Sedating and non-sedating histamine H(1) receptor (H1R) antagonists and H2R blockers are widely used drugs which are generally considered to be safe medications. However, recently, these drugs have been shown to possibly impair the outcome of perforating appendicitis in children.


It was the aim of this study to characterize the effects of histamine receptor blockade in severe bacterial infections in more detail.


To obtain information on the safety of histamine receptor blockade in more detail, we used pharmacological and genetic approaches targeting histamine receptors and performed cecal ligation and puncture (CLP), a mouse model of septic peritonitis. After induction of septic peritonitis, morbidity and mortality were monitored closely.
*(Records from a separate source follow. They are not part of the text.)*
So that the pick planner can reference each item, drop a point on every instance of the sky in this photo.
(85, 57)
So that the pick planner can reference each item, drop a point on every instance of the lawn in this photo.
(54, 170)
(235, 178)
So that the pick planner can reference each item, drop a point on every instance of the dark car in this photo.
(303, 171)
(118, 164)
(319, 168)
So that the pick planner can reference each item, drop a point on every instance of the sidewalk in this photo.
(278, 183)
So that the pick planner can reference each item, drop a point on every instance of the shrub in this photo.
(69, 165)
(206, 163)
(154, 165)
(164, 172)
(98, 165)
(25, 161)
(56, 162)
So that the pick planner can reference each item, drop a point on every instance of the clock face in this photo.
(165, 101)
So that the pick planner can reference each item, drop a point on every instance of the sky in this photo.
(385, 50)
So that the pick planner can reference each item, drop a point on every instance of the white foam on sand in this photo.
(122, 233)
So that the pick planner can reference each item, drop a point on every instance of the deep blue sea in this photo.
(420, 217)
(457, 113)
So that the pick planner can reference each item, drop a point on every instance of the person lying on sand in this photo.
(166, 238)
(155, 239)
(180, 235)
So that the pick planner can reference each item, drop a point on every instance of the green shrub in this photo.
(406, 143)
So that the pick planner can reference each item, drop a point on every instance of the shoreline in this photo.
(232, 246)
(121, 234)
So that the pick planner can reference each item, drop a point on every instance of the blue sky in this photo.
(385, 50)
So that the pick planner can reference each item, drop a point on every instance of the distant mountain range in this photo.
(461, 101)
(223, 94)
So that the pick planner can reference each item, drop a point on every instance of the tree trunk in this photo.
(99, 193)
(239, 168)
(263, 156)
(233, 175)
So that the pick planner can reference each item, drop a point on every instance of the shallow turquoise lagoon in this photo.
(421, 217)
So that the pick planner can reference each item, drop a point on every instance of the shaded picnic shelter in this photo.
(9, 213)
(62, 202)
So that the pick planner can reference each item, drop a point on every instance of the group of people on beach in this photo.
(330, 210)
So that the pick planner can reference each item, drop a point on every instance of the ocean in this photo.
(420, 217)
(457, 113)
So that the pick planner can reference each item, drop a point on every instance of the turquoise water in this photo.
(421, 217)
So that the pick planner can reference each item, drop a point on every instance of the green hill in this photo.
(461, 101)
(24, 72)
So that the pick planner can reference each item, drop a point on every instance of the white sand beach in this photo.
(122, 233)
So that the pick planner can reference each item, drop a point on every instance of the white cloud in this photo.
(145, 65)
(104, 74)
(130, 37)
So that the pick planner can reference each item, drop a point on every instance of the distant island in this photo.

Here, we show that oral treatment with first-generation H1R antihistamine diphenhydramine, H2R blocker cimetidine and H3/4R blocker thioperamide impairs optimal innate immune responses in severe murine bacterial sepsis. However, these adverse effects are not mediated by H1R, as mice deficient for H1R show similar rates of morbidity and mortality after CLP as their wild-type controls. Similarly, the second-generation antihistamine desloratadine neither affects morbidity nor mortality after CLP.


Our findings indicate that sedating first-generation H1R antihistamines and H2R blockers might impair innate immune responses to bacteria and that these drugs should be used with caution in patients with severe bacterial infections.